Texas’ dominant energy industry has spewed millions of pounds of pollution into the air in the wake of Hurricane Harvey, documents show.
Since the storm made landfall August 25, more than 5 million pounds of air pollutants have been released beyond the normally permitted emissions, according to a review of industrial companies’ filings with the state’s environmental authority by Neil Carman, a scientist who spent 12 years in enforcement at the state agency and now works with the Sierra Club.
Experts say the quantities of pollution are massive and are steadily rising as the oil and gas industries perform the pollution-intensive process of restarting operations that were halted by the storm. That process requires a greater than normal amount of “flaring” — the burning off of gas byproducts at the ends of long chimneys that look like candles.
Some of those noxious gases include carbon monoxide, ethylene, sulfur dioxide, nitrogen oxides, propylene, propane, ethane, benzene and other volatile organic compounds.
The documents, which are available on the Texas Commission on Environmental Quality’s website, show other emissions were released when the lids on fuel storage tanks were compromised by the heavy loads of rainwater; the tank lids rise and fall with fuel levels, and the weight of the water pressed the lids beneath those levels, allowing chemical vapors to escape.
Experts note the scope of the discharges could be significantly larger than what has been reported.
“We’re concerned about these (emissions), but also about what’s not reported,” said Cyrus Reed, the conservation director at the Sierra Club in Texas.
As Harvey hit Texas with devastating force, Gov.
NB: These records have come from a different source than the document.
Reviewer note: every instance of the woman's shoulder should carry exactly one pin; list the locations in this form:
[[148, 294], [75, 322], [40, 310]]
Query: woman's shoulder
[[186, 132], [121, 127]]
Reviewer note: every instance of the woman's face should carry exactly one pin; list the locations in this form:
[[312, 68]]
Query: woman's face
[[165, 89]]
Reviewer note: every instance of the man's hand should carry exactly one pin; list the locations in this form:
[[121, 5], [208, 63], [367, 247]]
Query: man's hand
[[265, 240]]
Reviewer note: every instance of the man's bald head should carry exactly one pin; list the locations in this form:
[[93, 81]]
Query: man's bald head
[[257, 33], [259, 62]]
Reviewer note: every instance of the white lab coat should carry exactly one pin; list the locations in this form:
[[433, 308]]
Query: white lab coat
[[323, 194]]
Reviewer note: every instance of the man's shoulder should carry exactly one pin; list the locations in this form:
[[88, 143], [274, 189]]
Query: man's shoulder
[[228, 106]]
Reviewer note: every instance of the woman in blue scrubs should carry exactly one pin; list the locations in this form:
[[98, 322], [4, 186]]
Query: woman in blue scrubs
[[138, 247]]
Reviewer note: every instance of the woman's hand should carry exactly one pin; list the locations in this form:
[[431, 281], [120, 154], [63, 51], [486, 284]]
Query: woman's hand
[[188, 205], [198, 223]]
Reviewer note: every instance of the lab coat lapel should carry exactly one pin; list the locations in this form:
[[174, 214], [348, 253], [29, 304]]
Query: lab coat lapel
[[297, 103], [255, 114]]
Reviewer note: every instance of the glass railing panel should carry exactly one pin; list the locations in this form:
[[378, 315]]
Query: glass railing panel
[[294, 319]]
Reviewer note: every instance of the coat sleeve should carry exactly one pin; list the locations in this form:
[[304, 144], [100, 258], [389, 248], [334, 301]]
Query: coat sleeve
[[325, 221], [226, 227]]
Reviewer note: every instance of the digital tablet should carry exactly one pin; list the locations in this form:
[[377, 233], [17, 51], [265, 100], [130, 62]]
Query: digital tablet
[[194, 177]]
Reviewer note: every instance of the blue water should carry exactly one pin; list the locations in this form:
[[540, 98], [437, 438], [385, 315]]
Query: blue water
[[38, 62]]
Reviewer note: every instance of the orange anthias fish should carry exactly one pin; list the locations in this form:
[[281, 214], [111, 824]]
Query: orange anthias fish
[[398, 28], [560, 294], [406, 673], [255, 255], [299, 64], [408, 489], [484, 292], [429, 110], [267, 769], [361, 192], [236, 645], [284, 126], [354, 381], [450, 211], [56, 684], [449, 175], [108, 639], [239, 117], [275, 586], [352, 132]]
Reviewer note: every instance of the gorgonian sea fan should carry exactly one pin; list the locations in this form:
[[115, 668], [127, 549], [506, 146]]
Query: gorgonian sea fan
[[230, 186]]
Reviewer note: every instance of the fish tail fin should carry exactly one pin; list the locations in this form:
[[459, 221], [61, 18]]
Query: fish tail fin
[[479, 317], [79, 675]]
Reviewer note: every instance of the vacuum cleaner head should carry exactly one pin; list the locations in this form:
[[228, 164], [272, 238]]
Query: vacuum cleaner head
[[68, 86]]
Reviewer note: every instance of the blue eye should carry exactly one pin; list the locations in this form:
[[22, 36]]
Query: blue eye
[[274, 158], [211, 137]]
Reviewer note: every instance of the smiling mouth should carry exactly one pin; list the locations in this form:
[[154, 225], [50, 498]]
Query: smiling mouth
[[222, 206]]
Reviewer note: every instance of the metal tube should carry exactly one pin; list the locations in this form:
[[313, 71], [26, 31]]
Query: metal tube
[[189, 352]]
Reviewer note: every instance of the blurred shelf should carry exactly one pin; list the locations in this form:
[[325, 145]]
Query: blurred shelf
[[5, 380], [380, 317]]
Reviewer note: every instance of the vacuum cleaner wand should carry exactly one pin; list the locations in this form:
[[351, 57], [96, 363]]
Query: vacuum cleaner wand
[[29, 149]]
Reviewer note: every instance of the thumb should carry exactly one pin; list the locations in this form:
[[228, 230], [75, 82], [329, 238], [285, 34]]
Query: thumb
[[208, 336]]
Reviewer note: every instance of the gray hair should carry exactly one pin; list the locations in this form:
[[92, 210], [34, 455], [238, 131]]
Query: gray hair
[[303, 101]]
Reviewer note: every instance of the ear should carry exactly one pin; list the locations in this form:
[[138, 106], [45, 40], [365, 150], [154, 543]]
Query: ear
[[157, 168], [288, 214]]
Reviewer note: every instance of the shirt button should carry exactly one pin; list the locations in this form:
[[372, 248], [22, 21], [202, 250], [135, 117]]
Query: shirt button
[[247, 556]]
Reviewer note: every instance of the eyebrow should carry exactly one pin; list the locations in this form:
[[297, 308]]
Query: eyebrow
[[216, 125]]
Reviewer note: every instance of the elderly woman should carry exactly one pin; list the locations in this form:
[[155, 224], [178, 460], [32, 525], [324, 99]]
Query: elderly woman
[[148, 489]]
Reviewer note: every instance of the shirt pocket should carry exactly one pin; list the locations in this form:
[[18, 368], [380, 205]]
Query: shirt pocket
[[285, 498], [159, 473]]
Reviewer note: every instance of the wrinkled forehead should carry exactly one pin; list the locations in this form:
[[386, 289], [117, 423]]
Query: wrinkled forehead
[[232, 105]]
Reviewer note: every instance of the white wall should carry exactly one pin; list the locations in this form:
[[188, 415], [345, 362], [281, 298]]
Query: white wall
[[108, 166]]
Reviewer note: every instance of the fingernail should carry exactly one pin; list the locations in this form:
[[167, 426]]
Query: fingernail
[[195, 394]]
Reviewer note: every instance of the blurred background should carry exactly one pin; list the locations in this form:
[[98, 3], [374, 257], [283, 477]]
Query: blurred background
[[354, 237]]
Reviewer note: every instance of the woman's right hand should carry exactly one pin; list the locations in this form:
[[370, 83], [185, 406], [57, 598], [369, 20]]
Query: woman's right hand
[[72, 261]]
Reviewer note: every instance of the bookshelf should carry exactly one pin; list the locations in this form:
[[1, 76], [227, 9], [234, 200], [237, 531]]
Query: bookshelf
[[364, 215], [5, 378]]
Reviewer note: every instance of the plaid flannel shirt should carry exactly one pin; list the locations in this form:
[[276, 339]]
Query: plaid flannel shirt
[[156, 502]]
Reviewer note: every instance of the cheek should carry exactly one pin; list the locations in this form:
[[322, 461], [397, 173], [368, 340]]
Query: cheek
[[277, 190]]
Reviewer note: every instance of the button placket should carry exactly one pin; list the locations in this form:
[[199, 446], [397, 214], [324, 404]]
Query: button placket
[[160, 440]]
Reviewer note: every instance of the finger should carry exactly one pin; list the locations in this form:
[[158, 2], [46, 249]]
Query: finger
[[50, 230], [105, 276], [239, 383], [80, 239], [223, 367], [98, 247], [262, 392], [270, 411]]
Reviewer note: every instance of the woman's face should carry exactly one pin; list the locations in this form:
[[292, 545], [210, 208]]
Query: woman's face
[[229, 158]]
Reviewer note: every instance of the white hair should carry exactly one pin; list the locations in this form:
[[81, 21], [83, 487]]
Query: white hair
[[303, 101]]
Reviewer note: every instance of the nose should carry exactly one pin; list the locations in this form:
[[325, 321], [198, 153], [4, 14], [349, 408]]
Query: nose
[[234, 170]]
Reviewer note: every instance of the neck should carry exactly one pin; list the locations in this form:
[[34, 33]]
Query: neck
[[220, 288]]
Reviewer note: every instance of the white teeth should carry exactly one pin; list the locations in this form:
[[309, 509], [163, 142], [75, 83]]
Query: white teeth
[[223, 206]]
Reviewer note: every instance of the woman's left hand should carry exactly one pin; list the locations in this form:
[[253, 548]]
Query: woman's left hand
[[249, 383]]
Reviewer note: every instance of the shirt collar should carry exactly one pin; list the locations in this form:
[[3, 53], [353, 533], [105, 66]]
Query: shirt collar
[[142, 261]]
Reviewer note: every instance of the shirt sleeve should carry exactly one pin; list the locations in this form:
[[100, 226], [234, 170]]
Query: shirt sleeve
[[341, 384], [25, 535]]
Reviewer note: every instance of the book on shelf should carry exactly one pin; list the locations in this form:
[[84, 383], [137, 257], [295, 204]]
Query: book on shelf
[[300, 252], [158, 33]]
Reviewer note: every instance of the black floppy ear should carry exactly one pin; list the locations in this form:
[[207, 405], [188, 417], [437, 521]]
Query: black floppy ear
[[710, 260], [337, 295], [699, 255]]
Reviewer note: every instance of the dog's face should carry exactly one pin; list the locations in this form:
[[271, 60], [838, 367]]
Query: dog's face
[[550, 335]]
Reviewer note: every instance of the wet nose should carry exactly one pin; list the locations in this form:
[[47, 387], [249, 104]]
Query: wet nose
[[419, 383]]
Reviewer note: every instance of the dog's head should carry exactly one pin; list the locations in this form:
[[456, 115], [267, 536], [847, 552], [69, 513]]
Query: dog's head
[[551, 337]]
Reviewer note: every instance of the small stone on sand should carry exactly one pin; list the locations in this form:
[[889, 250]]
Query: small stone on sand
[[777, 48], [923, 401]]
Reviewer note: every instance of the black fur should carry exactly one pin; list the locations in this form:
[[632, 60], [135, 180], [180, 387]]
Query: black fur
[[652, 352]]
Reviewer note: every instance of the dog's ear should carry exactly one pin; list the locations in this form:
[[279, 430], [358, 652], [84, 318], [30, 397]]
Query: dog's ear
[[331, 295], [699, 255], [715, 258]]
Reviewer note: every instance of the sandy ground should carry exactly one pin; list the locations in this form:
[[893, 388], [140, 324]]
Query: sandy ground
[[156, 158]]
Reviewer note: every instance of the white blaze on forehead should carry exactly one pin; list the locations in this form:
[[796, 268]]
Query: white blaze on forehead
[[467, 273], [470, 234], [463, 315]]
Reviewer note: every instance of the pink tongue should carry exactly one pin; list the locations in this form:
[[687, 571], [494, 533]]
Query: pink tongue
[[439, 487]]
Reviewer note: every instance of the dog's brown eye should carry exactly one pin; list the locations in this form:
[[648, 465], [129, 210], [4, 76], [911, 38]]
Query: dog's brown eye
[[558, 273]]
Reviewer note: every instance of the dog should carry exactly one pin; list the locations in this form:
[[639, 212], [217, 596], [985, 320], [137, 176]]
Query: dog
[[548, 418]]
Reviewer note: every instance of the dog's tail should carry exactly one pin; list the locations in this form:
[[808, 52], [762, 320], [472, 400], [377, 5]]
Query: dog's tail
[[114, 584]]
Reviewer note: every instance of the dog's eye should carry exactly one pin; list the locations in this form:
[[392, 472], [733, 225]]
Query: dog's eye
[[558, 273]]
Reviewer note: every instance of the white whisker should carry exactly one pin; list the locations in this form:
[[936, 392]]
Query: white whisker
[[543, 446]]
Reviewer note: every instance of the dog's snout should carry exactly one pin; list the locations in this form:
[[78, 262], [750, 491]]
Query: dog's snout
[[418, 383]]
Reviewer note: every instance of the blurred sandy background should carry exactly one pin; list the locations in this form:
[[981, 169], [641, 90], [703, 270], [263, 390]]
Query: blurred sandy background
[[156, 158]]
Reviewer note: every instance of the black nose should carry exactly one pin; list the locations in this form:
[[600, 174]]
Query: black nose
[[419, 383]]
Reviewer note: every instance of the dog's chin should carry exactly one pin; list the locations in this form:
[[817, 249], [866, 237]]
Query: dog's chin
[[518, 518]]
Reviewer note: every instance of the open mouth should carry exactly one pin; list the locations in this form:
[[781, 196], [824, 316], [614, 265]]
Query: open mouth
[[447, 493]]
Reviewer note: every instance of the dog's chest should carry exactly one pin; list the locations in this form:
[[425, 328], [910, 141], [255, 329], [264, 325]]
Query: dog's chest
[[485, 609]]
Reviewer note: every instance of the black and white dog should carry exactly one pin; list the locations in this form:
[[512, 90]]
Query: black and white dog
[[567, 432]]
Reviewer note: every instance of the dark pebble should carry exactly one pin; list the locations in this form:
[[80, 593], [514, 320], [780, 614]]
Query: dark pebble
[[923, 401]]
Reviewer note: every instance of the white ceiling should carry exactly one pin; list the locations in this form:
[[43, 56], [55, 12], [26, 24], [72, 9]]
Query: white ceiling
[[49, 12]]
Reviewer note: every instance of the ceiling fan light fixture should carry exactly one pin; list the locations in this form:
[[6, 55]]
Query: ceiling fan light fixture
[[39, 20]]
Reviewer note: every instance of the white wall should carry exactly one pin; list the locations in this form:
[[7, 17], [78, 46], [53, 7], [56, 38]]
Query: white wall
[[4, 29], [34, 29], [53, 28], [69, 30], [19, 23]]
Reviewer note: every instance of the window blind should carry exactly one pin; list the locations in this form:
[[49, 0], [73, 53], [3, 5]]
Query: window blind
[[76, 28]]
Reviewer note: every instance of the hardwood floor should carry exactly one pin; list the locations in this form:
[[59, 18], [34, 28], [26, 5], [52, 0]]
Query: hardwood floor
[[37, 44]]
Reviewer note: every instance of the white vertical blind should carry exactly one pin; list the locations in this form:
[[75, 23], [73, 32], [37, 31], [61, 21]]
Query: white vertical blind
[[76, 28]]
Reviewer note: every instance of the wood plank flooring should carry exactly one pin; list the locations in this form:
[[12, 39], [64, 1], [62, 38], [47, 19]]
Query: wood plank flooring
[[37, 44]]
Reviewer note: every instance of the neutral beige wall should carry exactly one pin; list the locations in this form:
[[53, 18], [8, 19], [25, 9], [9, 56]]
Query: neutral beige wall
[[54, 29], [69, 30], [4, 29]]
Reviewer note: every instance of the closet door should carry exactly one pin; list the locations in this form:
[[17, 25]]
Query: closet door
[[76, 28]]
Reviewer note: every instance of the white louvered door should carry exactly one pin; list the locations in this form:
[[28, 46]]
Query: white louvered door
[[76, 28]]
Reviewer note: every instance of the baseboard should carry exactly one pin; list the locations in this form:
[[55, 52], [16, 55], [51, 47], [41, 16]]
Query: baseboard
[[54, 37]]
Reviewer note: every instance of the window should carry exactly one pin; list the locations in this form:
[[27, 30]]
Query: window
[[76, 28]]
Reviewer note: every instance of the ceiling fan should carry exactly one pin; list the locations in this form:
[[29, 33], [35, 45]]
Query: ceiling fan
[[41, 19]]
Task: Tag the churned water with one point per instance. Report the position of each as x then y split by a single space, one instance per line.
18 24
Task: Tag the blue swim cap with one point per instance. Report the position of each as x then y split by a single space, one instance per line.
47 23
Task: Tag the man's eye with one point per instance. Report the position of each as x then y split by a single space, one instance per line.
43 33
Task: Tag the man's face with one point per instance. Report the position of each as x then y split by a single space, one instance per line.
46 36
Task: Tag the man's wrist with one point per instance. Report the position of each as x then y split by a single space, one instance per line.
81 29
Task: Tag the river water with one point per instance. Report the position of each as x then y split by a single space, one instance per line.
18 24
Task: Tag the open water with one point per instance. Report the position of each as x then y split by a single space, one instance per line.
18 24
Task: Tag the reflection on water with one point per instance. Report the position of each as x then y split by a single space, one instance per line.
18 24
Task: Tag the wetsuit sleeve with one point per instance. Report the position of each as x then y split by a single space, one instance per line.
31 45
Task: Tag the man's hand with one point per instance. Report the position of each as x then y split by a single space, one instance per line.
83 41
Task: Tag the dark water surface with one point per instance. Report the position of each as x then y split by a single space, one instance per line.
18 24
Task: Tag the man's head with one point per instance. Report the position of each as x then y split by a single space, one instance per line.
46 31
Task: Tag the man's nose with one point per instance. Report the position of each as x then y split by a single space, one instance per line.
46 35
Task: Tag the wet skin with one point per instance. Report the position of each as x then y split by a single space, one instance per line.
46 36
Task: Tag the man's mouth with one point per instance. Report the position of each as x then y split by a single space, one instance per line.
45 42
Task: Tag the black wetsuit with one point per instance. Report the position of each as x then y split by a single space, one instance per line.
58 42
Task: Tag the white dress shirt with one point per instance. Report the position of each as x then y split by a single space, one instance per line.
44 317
Greg Abbott ordered the state government to suspend some regulations, and signed off on relaxing the Texas Commission on Environmental Quality’s requirements for “emissions event reporting.”
That means many incidents may not have been reported, and “the numbers could really be much larger,” Carman said.
“These are engineering estimates. I call these guesses,” he told CNN.
Neither Abbott’s nor Houston Mayor Sylvester Turner’s offices responded to CNN’s request for comment.
Carman’s review of the filings found 74 emission releases at 40 plants. One reason he believes the numbers represent only a fraction of the actual emissions: There are more than 800 oil refineries and gas production facilities in the region of Texas hit by Harvey that have flaring technology, and Houston alone has more than 1,000 flares, he said.
Another reason: The estimates are typically made using the assumption that 98% of the noxious substances are burned in the flaring process, which Carman says is unrealistic.
A separate CNN review of the filings found companies reported emitting more than 80 gases.
But many reports provide a murky view of what was actually released, specifying only that they were volatile organic compounds. Carman said that is “a big catch-all term” and may mean the polluter does not know what it released.
Public health experts expressed concerns about the health implications for people in the region and say the affects are already being noticed.
Air quality monitoring in the region was largely impossible during the storm, but as systems come back online, they’re seeing concentrations higher than anything recorded “in over a decade,” said Elena Craft, a senior toxicologist at the Environmental Defense Fund.
The Houston area has seen “six months’ worth of pollution in a few days,” Craft told CNN.
For example, a meter in the Houston area recorded 200 parts per billion of ozone at one point on Friday, a level the Environmental Protection Agency classifies as “unhealthy.”
Ozone, which can cause respiratory problems, is created by chemical reactions between nitrogen oxides and volatile organic compounds (VOC) in the presence of sunlight, according to the EPA.
“We think a lot of it has to do with the excess VOC emissions that are coming from these facilities that are trying to come back online,” Craft said. “People are complaining about noses burning, eyes watering, headaches, nausea.”
The concern for people in the region hit by Harvey is not that any single carcinogen, like benzene or butadiene, has been released in large quantities, but that together these chemicals make “toxic cocktails” that hang in the air.
“It’s not like someone is going to get cancer from the exposure yesterday,” said Craft. “They’re contributing to the long-term risk of cancer.”
Superfund sites
Authorities said they are monitoring an additional toxic concern in the region hit by Harvey: superfund sites.
These sites are considered the nation’s most contaminated and are managed by a special federal cleanup program run by the Environmental Protection Agency. In the region hit by Harvey, the sites include former chemical and waste-disposal sites.
The EPA said its initial surveys at 41 superfund sites in the affected area shows “13 sites have been flooded and/or are experiencing possible damage due to the storm.”
Two of those sites “do not require emergency cleanup” and reviews of the other 11 sites will take place “as soon flood waters recede, and personnel are able to safely access the sites,” the EPA said in a statement.
Abbott said on CNN’s “State of the Union” Sunday that the EPA was prepared to go into these damaged sites “as quickly as possible” and cautioned people further about toxic substances in the waters all over, not just near the sites.
“These waters are filled both with chemicals, with waste and things like that, that can pose real health hazards,” Abbott said.